16 Mayıs 2019 Perşembe

Eski Türklerde Bilim

 
 
 
Eski Türklerde Bilim
 
 
Yusuf Güldür

 
 
 
Türk Tarihinde bilime yönelişin özellikle İslâmiyet’in kabulünden sonra olduğu su götürmez bir gerçektir. İlk emri “Oku!” olan dinimiz, tüm mensuplarını olduğu gibi Türk Milletini de bilime teşvik etmiş ve özellikle Karahanlılar’dan itibaren bilim, Türklerin de en fazla önem verdiği konulardan birisi olmuştur.

 
Büyük Türk bilginleri genel olarak İslâmiyet’ten sonraki dönemde görülmüştür.

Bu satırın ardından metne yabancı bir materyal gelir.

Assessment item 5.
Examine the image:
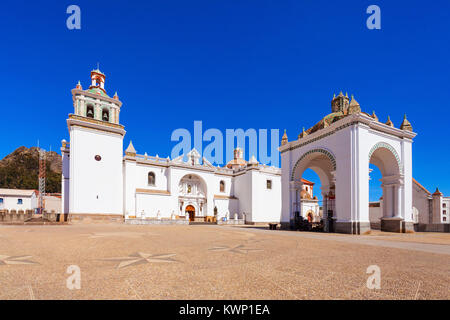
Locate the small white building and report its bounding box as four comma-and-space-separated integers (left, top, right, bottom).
0, 189, 37, 212
297, 178, 320, 222
61, 69, 282, 224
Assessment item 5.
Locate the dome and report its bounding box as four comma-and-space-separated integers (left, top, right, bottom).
87, 87, 109, 97
226, 158, 247, 169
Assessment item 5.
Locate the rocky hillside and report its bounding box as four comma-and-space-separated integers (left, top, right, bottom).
0, 146, 62, 193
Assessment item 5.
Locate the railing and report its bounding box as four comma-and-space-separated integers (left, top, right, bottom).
135, 154, 170, 164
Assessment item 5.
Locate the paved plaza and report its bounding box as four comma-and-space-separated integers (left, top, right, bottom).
0, 224, 448, 300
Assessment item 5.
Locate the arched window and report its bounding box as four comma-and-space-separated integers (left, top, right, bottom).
214, 206, 218, 216
444, 203, 447, 208
148, 172, 155, 186
86, 105, 94, 118
220, 180, 225, 192
266, 179, 272, 189
102, 108, 109, 122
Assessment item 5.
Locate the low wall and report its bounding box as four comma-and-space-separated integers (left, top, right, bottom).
69, 214, 124, 224
125, 218, 189, 225
0, 210, 33, 223
217, 219, 245, 225
415, 223, 450, 233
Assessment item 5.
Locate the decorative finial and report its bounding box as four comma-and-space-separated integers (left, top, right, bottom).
385, 116, 394, 127
400, 113, 413, 131
433, 187, 443, 196
371, 110, 378, 121
125, 141, 137, 156
281, 129, 288, 146
348, 95, 361, 114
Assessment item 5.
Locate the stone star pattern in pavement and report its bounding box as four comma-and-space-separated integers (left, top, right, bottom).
101, 252, 177, 269
208, 244, 263, 254
0, 255, 38, 265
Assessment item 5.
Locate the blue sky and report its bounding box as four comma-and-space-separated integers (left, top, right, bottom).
0, 0, 449, 199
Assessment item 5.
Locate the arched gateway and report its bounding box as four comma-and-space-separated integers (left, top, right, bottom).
279, 92, 416, 234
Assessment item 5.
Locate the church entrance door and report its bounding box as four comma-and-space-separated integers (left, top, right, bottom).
186, 205, 195, 222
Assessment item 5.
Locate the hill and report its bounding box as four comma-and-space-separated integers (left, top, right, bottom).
0, 146, 62, 193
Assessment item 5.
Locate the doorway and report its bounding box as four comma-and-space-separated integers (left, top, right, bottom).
185, 205, 195, 222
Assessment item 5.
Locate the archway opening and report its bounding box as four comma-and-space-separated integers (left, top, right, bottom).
292, 150, 336, 232
368, 145, 402, 229
185, 205, 195, 222
368, 163, 383, 229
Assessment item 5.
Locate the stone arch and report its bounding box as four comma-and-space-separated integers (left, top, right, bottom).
290, 148, 336, 181
368, 141, 404, 227
368, 142, 402, 175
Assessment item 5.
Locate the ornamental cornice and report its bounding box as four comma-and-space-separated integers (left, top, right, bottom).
67, 114, 126, 136
279, 113, 417, 154
72, 88, 122, 107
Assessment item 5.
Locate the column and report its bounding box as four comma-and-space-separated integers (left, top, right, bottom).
322, 193, 328, 232
394, 184, 402, 218
289, 187, 296, 221
385, 185, 393, 217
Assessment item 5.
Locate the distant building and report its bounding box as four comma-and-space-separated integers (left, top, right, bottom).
298, 178, 320, 222
412, 179, 449, 224
0, 189, 37, 212
369, 179, 449, 230
43, 194, 62, 213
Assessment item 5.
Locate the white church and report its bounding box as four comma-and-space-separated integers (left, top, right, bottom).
60, 68, 448, 233
61, 69, 282, 224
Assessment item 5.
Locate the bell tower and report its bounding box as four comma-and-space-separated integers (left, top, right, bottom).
62, 68, 126, 221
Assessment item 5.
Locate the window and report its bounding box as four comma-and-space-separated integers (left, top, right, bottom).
0, 198, 3, 204
220, 180, 225, 192
214, 206, 218, 216
17, 199, 23, 205
86, 105, 94, 118
444, 217, 447, 222
266, 179, 272, 190
102, 108, 109, 122
148, 172, 155, 186
444, 203, 447, 208
444, 210, 447, 215
187, 185, 192, 193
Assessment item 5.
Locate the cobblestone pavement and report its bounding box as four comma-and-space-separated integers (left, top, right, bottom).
0, 224, 448, 300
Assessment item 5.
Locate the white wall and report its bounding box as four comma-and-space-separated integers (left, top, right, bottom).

Lâkin İslâm Öncesi Türk topluluklarının da bilime bütünüyle uzak olduğunu söylemek tarihsel gerçeklerle pek bağdaşmamaktadır.
 
 
Kadim Türkler’de Bilim

 
Bilim Türkler için metodolojik bir disiplin olmaktan ziyade, pratik faydaları olan alanda gelişme göstermiştir. Örneğin sürekli olarak doğayla iç içe yaşayan Türkler, pek çok bitki ve hayvan türünü tanıma fırsatı bulmuşlardır ki, Türk Toplumları’ndaki botanik ve zooloji bilgisi pek az millette vardır.

 
 
Farklı bitkilerden pratik amaçlarla yararlanan Türkler, bitkileri kullanarak ilaçlar imal etmişlerdir. Türk tarihinde “atasagun” denilen hekimler, “otacı” denilen eczacıların ürettikleri ilaçlarla pek çok derde derman bulmuşlardır. 
 
 
Yani Türkler’de tıp ve eczacılık, pratik temelde gelişmiştir. Türkler erken dönemde kırık, çıkık, yara ve doku zedelenmelerine karşı tedavi geliştirme kabiliyetinde iken, zamanla sahip oldukları bilgi ve tecrübe ile tıp alanında gelişim göstermişlerdir.

 
Bunun dışında, Türklerin zaman yönetimi için kullandıkları evvelce bir yazımızda değindiğimiz 12 Hayvanlı Türk Takvimi vardır ki, bu, astronomi biliminin yine pratik amaçlara matuf olarak kullanıldığını gösterir. 
 
 
Yani Türkler, uzayı bir bütün olarak incelemek yerine, onlara pratik hayatta fayda sağlayacak bilgileri edinmeyle yetinmişlerdir.

 
Kök Türkler döneminde madenlerden faydalandığı bilinen Türkler, erittikleri demirden; kılıç, kama, ok, kap ve gündelik hayatta kullandıkları bir çok malzemeyi üretmeyi başarmışlardır.

 
Uygurlar Döneminde Bilim

 
Bilim konusunda Çin Uygarlığı’ndan etkilenen kadim Türkler, Çinliler’den öğrendikleri mumyalama yöntemini zaman zaman kullanmışlardır ki, bu hem tıp, hem eczacılık hem de anatomi adına önemli bir gelişmedir.

 
Tıp alanında diğer Türk toplumlarından daha üst düzey bilgiye sahip olan Uygurlar ilaçla tedavi konusunda bir hayli gelişmişler, zihinsel rahatsızlıklar ve spesifik bazı rahatsızlıklara karşın etkili tedavi yöntemleri uygulamışlardır.

 
Hunlar zamanında Fergana Kanalı gibi bazı su kanalları inşa eden Türkler, daha çok taşıyabilecekleri nitelikte eşyalar yapmışlar ve ölenleriyle birlikte onları kurgan denilen mezarlara gömmüşlerdir. 
 
 
Nitekim Orta Asya’da arkeologların dikkatini çeken kurganlar, kadim Türklerin kültürleri kadar, bilimsel gelişmişlikleriyle ilgili de bize bilgi vermektedir.

 
Pek çok madeni ustalıkla işleyebilen Türkler, Uygurlar zamanında yerleşik hayata geçerek bilim alanında altın çağlarını yaşamışlardır ki, bu dönemde özellikle tarım, mimari ve sanat alanlarında geliştikleri gibi bilim alanında da gelişmişler ve Türk tarihinde matbaayı ilk kullananTürk toplumu olarak tarihe geçmişlerdir.

 
Prof. Dr. Esin Kahya, Eski Türkler’de Bilim adlı makalesinde Uygurların büyük kütüphaneler kurduğunu ve özellikle matematikte desimal (on tabanlı) sistemi kullandıklarını ifade etmiştir.